Tormenta
LÁSLa reunión de trabajo se había prolongado más de lo previsto, y tenía la garganta seca por culpa del aire acondicionado y del tabaco. Fingía prestar atención a un pesado que repetía por enésima vez sus propuestas, cuando noté que sobre la superficie de mi lengua caían diminutas gotas de agua, procedentes, al parecer, de la bóveda del paladar. La sensación resultó agradable y refrescante hasta que creció el grosor y la cantidad de las gotas de agua. Se había desatado una tormenta en el cielo del paladar y yo no daba abasto tragando agua. Me preguntaron algo, pero no me atreví a abrir la boca por miedo a mojar a alguno de los asistentes. De súbito, la tormenta cesó y noté sobre la lengua el calorcillo de los primeros rayos de sol que sin duda se abrían paso entre las nubes.
Esa noche me despertaron unos pinchazos en la lengua, como si cayeran sobre ella, con alguna violencia, pequeños alfileres. Comprendí que estaba nevando en el interior de mi boca y me incorporé.
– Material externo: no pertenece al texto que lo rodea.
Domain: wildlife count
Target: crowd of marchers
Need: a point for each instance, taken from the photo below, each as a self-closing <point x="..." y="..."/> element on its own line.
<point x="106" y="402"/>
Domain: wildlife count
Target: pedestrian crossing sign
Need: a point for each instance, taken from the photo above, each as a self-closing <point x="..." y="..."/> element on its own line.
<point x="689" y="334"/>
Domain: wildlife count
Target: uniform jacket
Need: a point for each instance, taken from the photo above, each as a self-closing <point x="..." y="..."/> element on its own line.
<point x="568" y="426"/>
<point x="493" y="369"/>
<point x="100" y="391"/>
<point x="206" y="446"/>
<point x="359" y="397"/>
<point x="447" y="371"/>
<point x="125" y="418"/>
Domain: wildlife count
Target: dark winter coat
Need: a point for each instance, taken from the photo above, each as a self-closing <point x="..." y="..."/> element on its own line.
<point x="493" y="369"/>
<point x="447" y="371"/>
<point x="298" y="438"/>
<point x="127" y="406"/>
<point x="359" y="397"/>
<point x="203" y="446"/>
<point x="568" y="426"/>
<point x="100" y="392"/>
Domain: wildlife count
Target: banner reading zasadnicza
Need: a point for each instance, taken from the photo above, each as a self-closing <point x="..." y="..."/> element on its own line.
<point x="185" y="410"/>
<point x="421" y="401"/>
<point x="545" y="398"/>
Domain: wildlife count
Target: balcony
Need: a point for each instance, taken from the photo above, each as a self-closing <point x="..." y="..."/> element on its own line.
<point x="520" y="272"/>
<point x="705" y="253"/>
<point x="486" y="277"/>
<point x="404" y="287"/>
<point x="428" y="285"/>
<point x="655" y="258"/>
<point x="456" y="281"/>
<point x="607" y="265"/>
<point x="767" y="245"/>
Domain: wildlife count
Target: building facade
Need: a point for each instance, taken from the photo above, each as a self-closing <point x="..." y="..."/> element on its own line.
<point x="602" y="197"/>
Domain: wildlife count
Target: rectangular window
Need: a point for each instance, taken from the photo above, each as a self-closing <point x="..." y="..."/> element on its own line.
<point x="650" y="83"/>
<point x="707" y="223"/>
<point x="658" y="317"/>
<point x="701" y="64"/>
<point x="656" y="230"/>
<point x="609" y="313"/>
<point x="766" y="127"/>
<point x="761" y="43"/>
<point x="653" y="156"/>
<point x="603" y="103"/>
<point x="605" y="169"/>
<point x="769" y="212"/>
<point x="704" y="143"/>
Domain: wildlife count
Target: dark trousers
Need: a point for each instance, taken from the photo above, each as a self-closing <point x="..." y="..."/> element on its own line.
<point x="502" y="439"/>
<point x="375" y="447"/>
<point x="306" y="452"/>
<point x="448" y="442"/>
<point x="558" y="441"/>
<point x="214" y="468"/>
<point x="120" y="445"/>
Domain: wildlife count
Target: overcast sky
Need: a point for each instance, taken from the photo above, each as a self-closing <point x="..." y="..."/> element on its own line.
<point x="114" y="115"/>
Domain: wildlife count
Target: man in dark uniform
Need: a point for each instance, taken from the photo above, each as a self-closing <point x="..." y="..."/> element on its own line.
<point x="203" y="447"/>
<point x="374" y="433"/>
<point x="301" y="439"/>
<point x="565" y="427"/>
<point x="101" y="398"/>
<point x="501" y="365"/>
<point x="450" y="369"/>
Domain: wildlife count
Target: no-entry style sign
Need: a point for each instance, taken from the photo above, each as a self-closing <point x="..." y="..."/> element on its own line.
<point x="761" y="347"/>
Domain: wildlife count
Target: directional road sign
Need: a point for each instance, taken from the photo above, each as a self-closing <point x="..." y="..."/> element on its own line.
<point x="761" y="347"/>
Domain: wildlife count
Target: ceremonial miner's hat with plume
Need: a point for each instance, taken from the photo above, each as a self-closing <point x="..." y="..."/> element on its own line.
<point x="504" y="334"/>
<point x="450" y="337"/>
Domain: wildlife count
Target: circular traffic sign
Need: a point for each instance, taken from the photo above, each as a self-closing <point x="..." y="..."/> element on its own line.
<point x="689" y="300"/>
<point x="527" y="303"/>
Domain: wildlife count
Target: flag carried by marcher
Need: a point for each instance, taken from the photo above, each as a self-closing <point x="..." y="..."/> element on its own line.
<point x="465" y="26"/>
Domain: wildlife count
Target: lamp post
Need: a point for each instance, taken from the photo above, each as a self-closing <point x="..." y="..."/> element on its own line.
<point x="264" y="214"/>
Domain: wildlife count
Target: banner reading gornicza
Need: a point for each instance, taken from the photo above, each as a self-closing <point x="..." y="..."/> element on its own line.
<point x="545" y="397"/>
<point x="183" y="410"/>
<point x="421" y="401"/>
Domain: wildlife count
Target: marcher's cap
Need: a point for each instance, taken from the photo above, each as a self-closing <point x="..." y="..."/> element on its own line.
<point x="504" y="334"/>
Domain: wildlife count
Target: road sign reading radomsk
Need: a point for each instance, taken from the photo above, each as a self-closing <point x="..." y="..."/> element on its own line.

La sensación resultó de nuevo estimulante, hasta que arreció aquella tormenta desatada en el cielo del paladar. Fui al baño, me incliné sobre el lavabo, separé las mandíbulas y nevé diez minutos; entonces cesó la ventisca y regresé a la cama.
Estaba a punto de dormirme cuando mis oídos percibieron un trueno procedente de alguna parte del interior de mi cabeza. Abrí la boca y se me escapó por entre los labios un rayo diminuto que iluminó un trozo de la almohada. Ahora se trataba de una tormenta eléctrica.
Uno de los rayos cayó sobre una papila gustativa y la dejó inservible; retiré la lengua hacia el interior de la garganta y sufrí dos o tres descargas eléctricas en las glándulas sublinguales productoras de saliva. No hay en mi dentadura ninguna pieza de metal; dice mi dentista que me habría electrocutado.